# 1959 2 horse bumper pull



## buggy (Aug 8, 2016)

I don't know much about the weight or title thing but... no brakes...YIKES. That seems like an accident waiting to happen. Even our tiny 4X8 utility trailer has brakes.


----------



## natisha (Jan 11, 2011)

Yes, you should have brakes. Another concern is the integrity of the frame, axles, the whole underside on a trailer that old that sat in a field.
Nice of your husband to be looking though. Keep the husband but get a different trailer.


----------



## Horse Nut Husband (Sep 22, 2016)

I should have put 'not required to have brakes' in quotes, because from what I can tell, Washington State law says:

"
*RCW 46.37.340*


*Braking equipment required.*



Every motor vehicle, trailer, semitrailer, and pole trailer, and any combination of such vehicle operating upon a highway within this state shall be equipped with brakes in compliance with the requirements of this chapter.
(1) Service brakes—adequacy. Every such vehicle and combination of vehicles, except special mobile equipment as defined in RCW 46.04.552, shall be equipped with service brakes complying with the performance requirements of RCW 46.37.351 and adequate to control the movement of and to stop and hold such vehicle under all conditions of loading, and on any grade incident to its operation.
(2) Parking brakes—adequacy. Every such vehicle and combination of vehicles shall be equipped with parking brakes adequate to hold the vehicle on any grade on which it is operated, under all conditions of loading, on a surface free from snow, ice, or loose material. The parking brakes shall be capable of being applied in conformance with the foregoing requirements by the driver's muscular effort or by spring action or by equivalent means. Their operation may be assisted by the service brakes or other source of power provided that failure of the service brake actuation system or other power assisting mechanism will not prevent the parking brakes from being applied in conformance with the foregoing requirements. The parking brakes shall be so designed that when once applied they shall remain applied with the required effectiveness despite exhaustion of any source of energy or leakage of any kind. The same brake drums, brake shoes and lining assemblies, brake shoe anchors, and mechanical brake shoe actuation mechanism normally associated with the wheel brake assemblies may be used for both the service brakes and the parking brakes. If the means of applying the parking brakes and the service brakes are connected in any way, they shall be so constructed that failure of any one part shall not leave the vehicle without operative brakes.
(3) Brakes on all wheels. Every vehicle shall be equipped with brakes acting on all wheels except:
(a) Trailers, cargo extensions, semitrailers, or pole trailers of a gross weight not exceeding three thousand pounds, provided that:
(i) The total weight on and including the wheels of the trailer or trailers or cargo extension shall not exceed forty percent of the gross weight of the towing vehicle when connected to the trailer or trailers; and
(ii) The combination of vehicles consisting of the towing vehicle and its total towed load, is capable of complying with the performance requirements of RCW 46.37.351;
(b) Trailers, semitrailers, or pole trailers manufactured and assembled prior to July 1, 1965, shall not be required to be equipped with brakes when the total weight on and including the wheels of the trailer or trailers does not exceed two thousand pounds;"

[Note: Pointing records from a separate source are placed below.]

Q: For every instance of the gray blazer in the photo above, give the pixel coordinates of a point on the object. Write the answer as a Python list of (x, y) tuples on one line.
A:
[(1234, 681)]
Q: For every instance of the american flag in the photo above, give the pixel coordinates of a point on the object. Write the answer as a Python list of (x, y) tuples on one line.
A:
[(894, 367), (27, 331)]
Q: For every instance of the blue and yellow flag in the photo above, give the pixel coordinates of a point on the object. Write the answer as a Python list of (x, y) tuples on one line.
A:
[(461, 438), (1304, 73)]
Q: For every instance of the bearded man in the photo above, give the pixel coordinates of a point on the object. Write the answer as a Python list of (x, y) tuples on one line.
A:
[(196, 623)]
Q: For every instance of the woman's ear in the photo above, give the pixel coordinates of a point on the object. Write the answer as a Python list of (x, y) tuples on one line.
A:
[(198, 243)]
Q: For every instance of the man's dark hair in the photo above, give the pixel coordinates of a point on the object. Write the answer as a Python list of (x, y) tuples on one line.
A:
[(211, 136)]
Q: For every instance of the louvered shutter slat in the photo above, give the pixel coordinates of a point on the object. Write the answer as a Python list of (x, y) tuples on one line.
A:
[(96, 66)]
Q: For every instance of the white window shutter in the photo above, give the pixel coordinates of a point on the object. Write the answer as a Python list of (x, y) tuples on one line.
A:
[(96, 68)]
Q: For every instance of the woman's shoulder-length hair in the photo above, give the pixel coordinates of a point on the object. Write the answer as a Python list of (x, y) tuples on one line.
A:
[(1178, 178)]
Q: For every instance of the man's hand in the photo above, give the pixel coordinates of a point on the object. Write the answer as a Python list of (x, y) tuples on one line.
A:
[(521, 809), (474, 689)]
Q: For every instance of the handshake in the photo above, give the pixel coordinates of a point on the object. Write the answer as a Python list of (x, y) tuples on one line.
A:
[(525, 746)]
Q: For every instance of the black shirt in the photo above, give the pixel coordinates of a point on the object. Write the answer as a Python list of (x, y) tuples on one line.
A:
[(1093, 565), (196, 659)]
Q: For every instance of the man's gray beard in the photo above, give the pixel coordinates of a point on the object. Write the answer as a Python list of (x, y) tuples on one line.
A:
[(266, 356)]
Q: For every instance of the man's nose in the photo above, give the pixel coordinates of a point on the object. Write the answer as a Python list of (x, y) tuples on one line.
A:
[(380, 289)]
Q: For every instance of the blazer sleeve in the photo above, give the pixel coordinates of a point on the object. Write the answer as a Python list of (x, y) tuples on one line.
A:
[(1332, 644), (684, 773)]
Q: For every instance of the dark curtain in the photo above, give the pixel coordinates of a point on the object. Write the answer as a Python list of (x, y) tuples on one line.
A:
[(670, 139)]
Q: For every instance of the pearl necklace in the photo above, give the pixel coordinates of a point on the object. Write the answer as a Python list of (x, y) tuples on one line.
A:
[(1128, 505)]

I think the owners read the '2000 pounds and under' to mean that because the trailer itself weighed less than 2000 pounds, that it didn't need brakes. But the reading indicates that the 2000 pounds is referring to the GROSS WEIGHT (which would be 1610 pounds + 850 pound horse = 2460 pounds).

It scares me just thinking about towing a live load like that, and not having brakes on the trailer itself.


----------



## Horse Nut Husband (Sep 22, 2016)

natisha said:


> Yes, you should have brakes. Another concern is the integrity of the frame, axles, the whole underside on a trailer that old that sat in a field.
> Nice of your husband to be looking though. Keep the husband but get a different trailer.



Thank you, I AM the husband LOL.


----------



## walkinthewalk (Jul 23, 2008)

Horse Nut Husband said:


> Am I the only one who thinks it would be insane (not to mention illegal) to be towing a 2000 + pound trailer without ANY brakes (there's no breakaway brakes, either). Sorry about no paragraphs, but there must be some trick to it that I haven't learned!


1. Bills of Lading served as titles as late as 1987 when I bought my stock trailer brand new. I still have that trailer, so I don't know what has changed in that regard.

2. No brakes ------ what were they thinking:eek_color:

3. No, you are not the only one who thinks it is insane to put a horse in a trailer without a braking system. Run, don't walk your wife's typing fingers from that FB page.

3.1. JMHO, I've been pulling a horse trailer since the 1970's. Started with a used 2-horse that certainly did have brakes.

Not only would I not buy a trailer as old as you mention, I sure wouldn't buy one that had the braking system removed.

3.2. The trailer can be refurbished u til the paint job glows in the moonlight ----- if the frame and cross members are rotted out, it isn't worth the ink on the Bill of Sale.

I have kept my old Ponderosa oiled, all these years. The paint is oxidized and it looks rough but the double floor is fairly new and the frame/cross members are as solid as the day the trailer was made.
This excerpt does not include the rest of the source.